There are also broader program considerations. Licensed producers supplying the medical market operate within strict regulatory and quality frameworks that differ from the recreational system. If reimbursement levels do not reflect the cost structure of medically appropriate products, some producers may find it challenging to supply the medical market. That could affect product continuity, consistency of supply, and overall program stability.

It is also notable that stakeholders, including clinicians and industry participants, were not consulted prior to the announcement in Budget 2025. In other jurisdictions, including Australia, comparable reimbursement adjustments were introduced with transition periods to allow for clinical and operational planning. A structured review and phased implementation would help reduce avoidable harm to patients and allow the government to calibrate policy adjustments using real-world program data. To date, VAC has not undertaken any public policy analysis to determine whether the rate change will have an impact on Veteran patients and their medicine. 

We are urging the federal government to take the following actions. First, suspend implementation of the proposed rate changes for a minimum of six to 12 months. Second, commit to a formal consultation inclusive of Veterans, clinicians, patient advocates and licensed producers. Third, commission or publish a health impact assessment before any final policy decision is made and lastly, ensure that any transition plan protects continuity of care for currently enrolled Veteran patients. 

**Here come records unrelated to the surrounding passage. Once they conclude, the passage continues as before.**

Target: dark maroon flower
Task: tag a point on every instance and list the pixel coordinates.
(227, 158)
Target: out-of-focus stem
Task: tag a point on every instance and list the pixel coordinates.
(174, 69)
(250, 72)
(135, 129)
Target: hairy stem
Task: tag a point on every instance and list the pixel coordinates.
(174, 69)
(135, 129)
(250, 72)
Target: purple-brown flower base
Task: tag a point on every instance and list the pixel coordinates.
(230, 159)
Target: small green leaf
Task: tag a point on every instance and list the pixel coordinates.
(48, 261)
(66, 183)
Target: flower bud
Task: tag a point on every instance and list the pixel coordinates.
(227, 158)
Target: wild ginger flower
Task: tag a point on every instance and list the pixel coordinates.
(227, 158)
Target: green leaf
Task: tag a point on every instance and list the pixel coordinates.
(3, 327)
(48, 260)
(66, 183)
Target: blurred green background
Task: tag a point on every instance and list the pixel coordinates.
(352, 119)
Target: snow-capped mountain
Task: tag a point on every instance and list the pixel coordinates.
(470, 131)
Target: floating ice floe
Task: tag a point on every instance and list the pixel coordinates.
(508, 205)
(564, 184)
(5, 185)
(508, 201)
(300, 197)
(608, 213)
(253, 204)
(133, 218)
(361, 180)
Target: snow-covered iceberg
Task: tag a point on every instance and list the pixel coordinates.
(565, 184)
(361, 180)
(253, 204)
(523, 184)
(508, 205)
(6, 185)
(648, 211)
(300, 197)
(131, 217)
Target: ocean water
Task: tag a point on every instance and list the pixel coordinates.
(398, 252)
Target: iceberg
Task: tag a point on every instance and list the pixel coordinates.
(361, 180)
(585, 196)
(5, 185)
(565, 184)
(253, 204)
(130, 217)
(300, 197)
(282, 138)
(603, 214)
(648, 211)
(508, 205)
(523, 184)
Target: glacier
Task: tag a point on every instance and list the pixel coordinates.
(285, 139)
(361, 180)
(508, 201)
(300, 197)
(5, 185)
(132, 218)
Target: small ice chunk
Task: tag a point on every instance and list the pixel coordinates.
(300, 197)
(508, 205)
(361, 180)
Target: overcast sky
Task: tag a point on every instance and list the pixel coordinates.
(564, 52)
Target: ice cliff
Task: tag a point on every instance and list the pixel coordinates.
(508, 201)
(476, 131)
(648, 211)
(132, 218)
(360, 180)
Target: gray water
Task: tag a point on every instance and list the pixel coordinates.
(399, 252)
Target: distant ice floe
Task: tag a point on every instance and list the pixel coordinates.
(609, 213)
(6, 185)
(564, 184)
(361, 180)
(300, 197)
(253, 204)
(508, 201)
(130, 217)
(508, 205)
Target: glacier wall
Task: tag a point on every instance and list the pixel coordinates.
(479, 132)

Canada’s obligation to Veterans is reflected not only in words, but in the careful design of the programs that support them. A reimbursement model that accurately reflects the medical market would better balance fiscal discipline with clinical responsibility. 

Getting that balance right is sound policy, and a practical way to honour those who served. 

Rick Savone is Senior Vice President, Global Government Relations at Aurora Cannabis.

The views expressed are those of the author(s). National Newswatch Inc. publishes a range of perspectives and does not necessarily endorse the opinions presented.